Diese zweite Kampfeswelle gipfelte am 3.Juli in einem Generalstreik in Turin gegen die all­gemeinen Mieterhöhungen in der Stadt. Die Arbeiter der Großbetriebe und die Bevölkerung der armen Stadtteile kamen in einer großen Demonstration zusammen, die in Straßenschlach­ten und im Barrikadenbau endete. Damals wohnten Zehntausende Arbeiter aus Süditalien in primitiven Schlafsälen, andere mussten sogar in den Bahnhofswartesälen übernachten. Kapi­talisten wie die Agnelli Familie, Besitzer der FIAT-Werke, reagierten gewöhnlich auf Lohn­erhöhungen der Arbeiter mit Mieterhöhungen, um das Geld wieder reinzuholen. Unter der Führung der streikenden Arbeiter in den Fabriken bildeten sich Stadtteilkomitees, um gegen Mieterhöhungen zu kämpfen und die gewaltsame Räumung von mietsäumigen Arbeiterfa­milien zu verhindern.

Wie Rosa Luxemburg bereits 1906 in ihrer Massenstreikbroschüre betonte, überwindet der Arbeiterkampf notwendigerweise die künstliche Trennung zwischen dem politischen, ökono­mischen und sozialen Kampf, und erhebt damit den Anspruch des Proletariats, der Gesell­schaft eine neue Führung zu geben. Ohne die Führung durch die Arbeiterklasse bleiben die Proteste der anderen Bevölkerungsschichten perspektivlos und ohnmächtig. So z.B. die Prote­ste der sog. Hausbesetzerbewegung der 70er und 80er Jahre, die zu nichts als ein paar auto­nomen Ghettos geführt haben.

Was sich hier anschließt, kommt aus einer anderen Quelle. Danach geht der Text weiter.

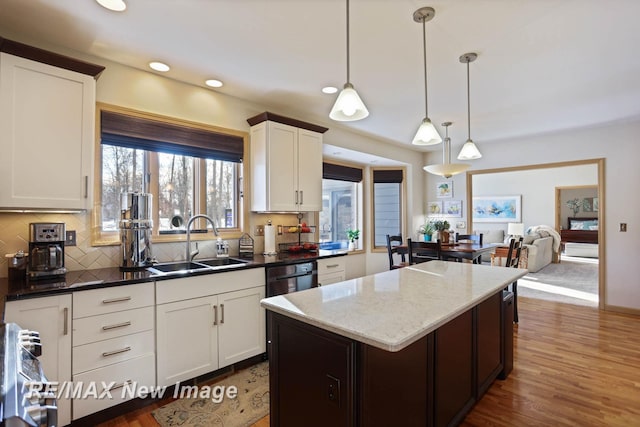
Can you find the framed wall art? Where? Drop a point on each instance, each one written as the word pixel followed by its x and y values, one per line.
pixel 444 189
pixel 434 208
pixel 497 209
pixel 452 208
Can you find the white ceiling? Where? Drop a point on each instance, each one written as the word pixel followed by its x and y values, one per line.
pixel 543 65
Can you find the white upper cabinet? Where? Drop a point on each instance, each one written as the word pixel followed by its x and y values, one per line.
pixel 286 161
pixel 47 117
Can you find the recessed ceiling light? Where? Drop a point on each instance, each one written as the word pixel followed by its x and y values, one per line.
pixel 115 5
pixel 213 83
pixel 159 66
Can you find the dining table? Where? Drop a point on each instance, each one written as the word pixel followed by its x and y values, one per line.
pixel 460 250
pixel 466 250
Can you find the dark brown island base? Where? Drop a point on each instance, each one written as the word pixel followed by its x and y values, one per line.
pixel 413 347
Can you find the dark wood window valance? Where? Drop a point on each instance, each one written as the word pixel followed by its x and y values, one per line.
pixel 154 135
pixel 387 176
pixel 341 173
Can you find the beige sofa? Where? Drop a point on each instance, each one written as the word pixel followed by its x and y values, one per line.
pixel 540 249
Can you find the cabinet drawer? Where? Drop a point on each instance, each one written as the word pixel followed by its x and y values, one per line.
pixel 109 300
pixel 327 279
pixel 112 325
pixel 139 372
pixel 107 352
pixel 331 265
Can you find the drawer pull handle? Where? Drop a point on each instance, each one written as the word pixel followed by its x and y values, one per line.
pixel 111 353
pixel 65 330
pixel 112 300
pixel 117 386
pixel 117 325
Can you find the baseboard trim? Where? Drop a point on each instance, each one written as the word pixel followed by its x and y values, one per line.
pixel 624 310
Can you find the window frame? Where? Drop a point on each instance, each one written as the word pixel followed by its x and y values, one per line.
pixel 112 238
pixel 361 246
pixel 402 211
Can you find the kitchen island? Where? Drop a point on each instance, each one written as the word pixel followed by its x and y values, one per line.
pixel 414 346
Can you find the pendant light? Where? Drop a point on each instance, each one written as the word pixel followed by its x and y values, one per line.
pixel 469 150
pixel 447 169
pixel 348 107
pixel 427 133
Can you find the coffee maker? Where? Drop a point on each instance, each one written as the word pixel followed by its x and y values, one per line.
pixel 46 250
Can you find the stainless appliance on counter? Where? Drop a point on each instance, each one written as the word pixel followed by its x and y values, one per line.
pixel 46 250
pixel 136 226
pixel 26 397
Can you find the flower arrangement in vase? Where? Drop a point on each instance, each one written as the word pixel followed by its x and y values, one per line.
pixel 426 230
pixel 352 236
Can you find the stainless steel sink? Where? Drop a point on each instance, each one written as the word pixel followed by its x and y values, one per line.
pixel 222 262
pixel 185 267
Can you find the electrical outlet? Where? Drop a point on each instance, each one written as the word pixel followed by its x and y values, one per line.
pixel 70 238
pixel 333 389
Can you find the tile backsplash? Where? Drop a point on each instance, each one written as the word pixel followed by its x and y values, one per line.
pixel 14 236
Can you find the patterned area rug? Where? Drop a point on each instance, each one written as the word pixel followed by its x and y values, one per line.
pixel 250 405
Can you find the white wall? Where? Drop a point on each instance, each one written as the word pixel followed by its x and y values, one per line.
pixel 619 145
pixel 537 188
pixel 141 90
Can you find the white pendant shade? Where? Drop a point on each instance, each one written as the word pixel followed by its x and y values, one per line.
pixel 469 151
pixel 427 134
pixel 447 170
pixel 348 106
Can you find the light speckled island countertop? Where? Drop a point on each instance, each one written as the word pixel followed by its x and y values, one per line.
pixel 393 309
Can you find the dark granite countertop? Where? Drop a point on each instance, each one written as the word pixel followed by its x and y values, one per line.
pixel 105 277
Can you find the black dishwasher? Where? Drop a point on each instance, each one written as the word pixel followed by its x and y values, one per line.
pixel 284 279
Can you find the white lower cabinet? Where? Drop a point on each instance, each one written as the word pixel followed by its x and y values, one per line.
pixel 221 323
pixel 113 346
pixel 51 316
pixel 187 339
pixel 331 270
pixel 241 332
pixel 122 380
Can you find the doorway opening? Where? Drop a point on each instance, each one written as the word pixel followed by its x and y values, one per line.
pixel 585 293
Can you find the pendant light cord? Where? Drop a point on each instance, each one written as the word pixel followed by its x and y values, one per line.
pixel 424 52
pixel 348 67
pixel 468 105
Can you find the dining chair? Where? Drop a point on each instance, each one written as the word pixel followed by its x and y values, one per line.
pixel 513 261
pixel 474 238
pixel 424 251
pixel 395 249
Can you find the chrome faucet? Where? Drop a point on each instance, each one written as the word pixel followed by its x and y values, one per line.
pixel 190 255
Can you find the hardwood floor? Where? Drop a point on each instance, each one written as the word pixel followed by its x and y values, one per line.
pixel 573 366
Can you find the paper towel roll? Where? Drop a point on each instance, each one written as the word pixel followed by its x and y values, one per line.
pixel 269 239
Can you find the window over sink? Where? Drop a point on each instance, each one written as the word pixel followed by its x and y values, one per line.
pixel 189 168
pixel 341 205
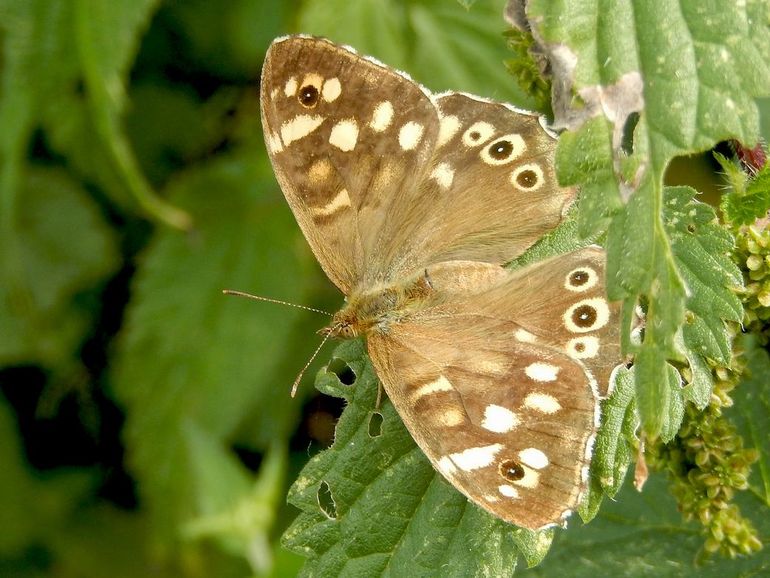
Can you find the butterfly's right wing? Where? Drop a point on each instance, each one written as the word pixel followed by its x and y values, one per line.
pixel 349 139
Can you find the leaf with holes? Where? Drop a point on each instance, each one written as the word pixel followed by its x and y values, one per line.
pixel 375 505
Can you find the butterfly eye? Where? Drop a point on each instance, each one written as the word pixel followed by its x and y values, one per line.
pixel 308 96
pixel 503 150
pixel 511 470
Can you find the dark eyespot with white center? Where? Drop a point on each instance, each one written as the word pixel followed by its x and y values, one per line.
pixel 478 133
pixel 581 279
pixel 308 96
pixel 503 150
pixel 587 315
pixel 528 177
pixel 511 470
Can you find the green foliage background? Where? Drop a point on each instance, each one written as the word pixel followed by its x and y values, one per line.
pixel 145 422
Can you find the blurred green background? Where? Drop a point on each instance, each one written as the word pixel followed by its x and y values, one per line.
pixel 145 422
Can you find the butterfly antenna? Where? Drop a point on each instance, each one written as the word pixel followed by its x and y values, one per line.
pixel 304 369
pixel 278 301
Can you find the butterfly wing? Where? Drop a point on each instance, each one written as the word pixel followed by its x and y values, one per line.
pixel 384 177
pixel 338 132
pixel 495 393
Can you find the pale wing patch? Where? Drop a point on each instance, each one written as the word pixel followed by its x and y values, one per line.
pixel 341 201
pixel 584 347
pixel 331 90
pixel 382 116
pixel 508 491
pixel 344 135
pixel 478 133
pixel 475 458
pixel 447 129
pixel 534 458
pixel 290 88
pixel 499 419
pixel 540 371
pixel 450 418
pixel 542 402
pixel 299 127
pixel 410 135
pixel 440 384
pixel 524 336
pixel 443 174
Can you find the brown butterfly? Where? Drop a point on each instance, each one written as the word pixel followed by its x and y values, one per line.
pixel 412 202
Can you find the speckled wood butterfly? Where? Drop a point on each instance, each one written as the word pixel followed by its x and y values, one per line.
pixel 412 202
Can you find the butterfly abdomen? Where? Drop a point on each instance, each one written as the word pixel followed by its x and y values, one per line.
pixel 375 309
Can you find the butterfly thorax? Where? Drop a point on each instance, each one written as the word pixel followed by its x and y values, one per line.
pixel 374 309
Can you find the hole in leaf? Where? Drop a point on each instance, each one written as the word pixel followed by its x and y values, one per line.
pixel 627 142
pixel 375 425
pixel 326 501
pixel 343 372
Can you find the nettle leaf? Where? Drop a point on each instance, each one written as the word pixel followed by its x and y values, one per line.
pixel 63 250
pixel 655 80
pixel 372 504
pixel 613 451
pixel 180 361
pixel 442 44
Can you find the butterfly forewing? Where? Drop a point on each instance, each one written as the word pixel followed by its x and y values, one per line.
pixel 412 202
pixel 349 140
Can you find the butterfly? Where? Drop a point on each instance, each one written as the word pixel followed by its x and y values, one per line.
pixel 412 202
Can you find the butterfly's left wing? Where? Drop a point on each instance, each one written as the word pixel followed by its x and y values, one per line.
pixel 509 424
pixel 500 388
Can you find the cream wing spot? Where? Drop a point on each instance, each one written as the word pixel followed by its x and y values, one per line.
pixel 290 88
pixel 534 458
pixel 299 127
pixel 587 315
pixel 440 384
pixel 478 133
pixel 443 174
pixel 382 116
pixel 450 418
pixel 319 172
pixel 331 89
pixel 528 177
pixel 530 480
pixel 524 336
pixel 447 129
pixel 344 135
pixel 584 347
pixel 542 402
pixel 341 201
pixel 499 419
pixel 476 458
pixel 508 491
pixel 540 371
pixel 410 135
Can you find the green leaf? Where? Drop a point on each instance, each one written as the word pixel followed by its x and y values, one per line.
pixel 190 356
pixel 641 535
pixel 442 44
pixel 612 450
pixel 393 515
pixel 63 248
pixel 663 65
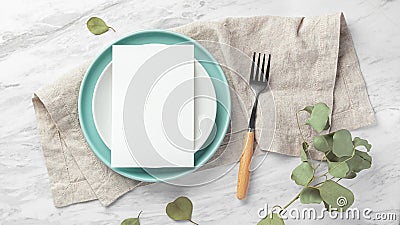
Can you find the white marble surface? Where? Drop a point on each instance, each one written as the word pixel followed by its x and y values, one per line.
pixel 42 39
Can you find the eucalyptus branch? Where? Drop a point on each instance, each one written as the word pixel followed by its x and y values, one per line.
pixel 344 161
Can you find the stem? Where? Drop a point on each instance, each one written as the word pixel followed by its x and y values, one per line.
pixel 291 201
pixel 302 137
pixel 112 29
pixel 193 222
pixel 298 125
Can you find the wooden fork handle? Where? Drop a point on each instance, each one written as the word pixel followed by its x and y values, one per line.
pixel 244 168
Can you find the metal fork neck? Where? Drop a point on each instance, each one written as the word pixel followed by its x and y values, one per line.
pixel 252 121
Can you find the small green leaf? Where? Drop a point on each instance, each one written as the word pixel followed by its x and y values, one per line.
pixel 323 143
pixel 309 109
pixel 180 209
pixel 362 142
pixel 336 196
pixel 333 158
pixel 132 221
pixel 310 195
pixel 271 219
pixel 338 169
pixel 303 152
pixel 342 143
pixel 303 174
pixel 319 118
pixel 97 26
pixel 360 161
pixel 350 175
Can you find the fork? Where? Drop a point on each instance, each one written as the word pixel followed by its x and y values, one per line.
pixel 258 83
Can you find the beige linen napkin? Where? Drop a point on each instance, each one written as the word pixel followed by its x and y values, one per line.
pixel 313 60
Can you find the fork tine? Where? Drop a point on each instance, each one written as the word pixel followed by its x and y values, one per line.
pixel 252 66
pixel 257 77
pixel 262 69
pixel 268 66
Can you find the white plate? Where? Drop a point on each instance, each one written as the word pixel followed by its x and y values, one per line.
pixel 205 108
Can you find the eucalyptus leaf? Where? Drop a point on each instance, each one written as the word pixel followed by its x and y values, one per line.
pixel 132 221
pixel 338 169
pixel 180 209
pixel 360 161
pixel 309 108
pixel 342 143
pixel 319 117
pixel 310 195
pixel 97 26
pixel 362 142
pixel 323 143
pixel 336 196
pixel 350 175
pixel 275 219
pixel 303 174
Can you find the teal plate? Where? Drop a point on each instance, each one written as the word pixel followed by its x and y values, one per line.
pixel 154 37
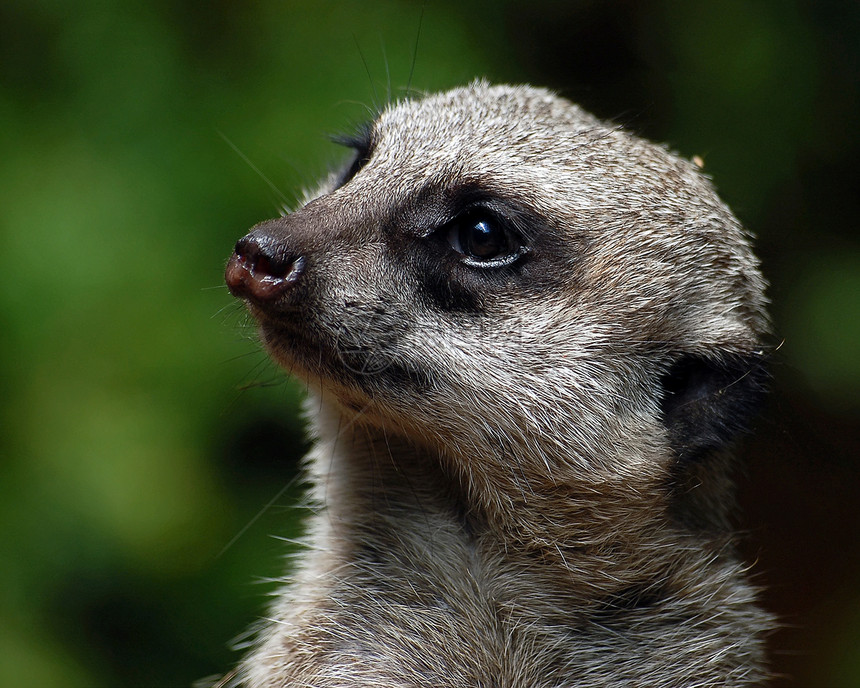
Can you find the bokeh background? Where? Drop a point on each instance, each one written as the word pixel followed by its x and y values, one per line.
pixel 148 450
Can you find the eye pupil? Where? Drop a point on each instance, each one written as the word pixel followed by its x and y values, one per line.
pixel 483 240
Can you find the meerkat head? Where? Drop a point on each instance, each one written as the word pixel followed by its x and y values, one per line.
pixel 516 283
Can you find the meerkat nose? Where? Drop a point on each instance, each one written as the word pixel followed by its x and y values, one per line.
pixel 260 270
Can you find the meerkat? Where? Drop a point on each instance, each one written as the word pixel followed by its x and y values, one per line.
pixel 530 339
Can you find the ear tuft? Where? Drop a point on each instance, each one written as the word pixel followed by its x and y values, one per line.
pixel 707 403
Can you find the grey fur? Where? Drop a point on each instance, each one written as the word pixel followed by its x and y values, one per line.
pixel 516 485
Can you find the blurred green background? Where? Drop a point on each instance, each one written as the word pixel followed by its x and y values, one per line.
pixel 148 449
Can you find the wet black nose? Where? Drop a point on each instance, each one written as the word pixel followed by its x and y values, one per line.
pixel 260 268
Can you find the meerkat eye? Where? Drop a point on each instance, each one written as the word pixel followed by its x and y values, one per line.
pixel 483 240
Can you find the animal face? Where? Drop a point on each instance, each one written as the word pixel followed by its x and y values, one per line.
pixel 497 267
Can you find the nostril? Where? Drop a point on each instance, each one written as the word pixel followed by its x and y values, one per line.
pixel 261 270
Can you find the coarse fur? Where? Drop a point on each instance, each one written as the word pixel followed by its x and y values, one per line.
pixel 522 464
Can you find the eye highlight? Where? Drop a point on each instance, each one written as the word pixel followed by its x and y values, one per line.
pixel 483 239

Es folgte die Sommerpause, die die Klasse zum Nachdenken und zum Sammeln ihrer Kräfte nützte.

Die selbsternannten ‘Avantgarden’ nützten die Verschnaufpause aber, um zu versuchen, an­stelle der diskreditierten Gewerkschaften die Organisation der bevorstehenden Kämpfe in die Hand zu bekommen. Unter der Parole „Vereinigen wir die Kämpfe, schaffen wir die Organi­sation“ fand am 26. /27. Juli ein Kongress der ‘Arbeiterdelegationen und Betriebsavantgar­den’ in Turin statt, mit dem Ziel, eine nationale, permanente Streikführung einzurichten. Die treibenden Kräfte dieses Vorstoßes waren die Gruppen Lotta Continua und Potere Operaio. Im Laufe der Zeit verstand sich Potere Operaia zunehmend als eine im Betrieb verankerte Alternative zu den von den Arbeitern oft verhassten ‘K-Gruppen’. Die Kritik an den 'K-Grup­pen‘ „war aber niemals grundsätzlicher Art, sondern beschränkte sich weitgehend darauf den 'K-Gruppen‘ vorzuwerfen, ‚abgehoben draußen vor den Fabriktoren ihre Flugblätter zu verteilen, anstatt in den Fabriken verankert zu sein.“ (Artikel zu K.H. Roth in Weltrevolution Nr.95)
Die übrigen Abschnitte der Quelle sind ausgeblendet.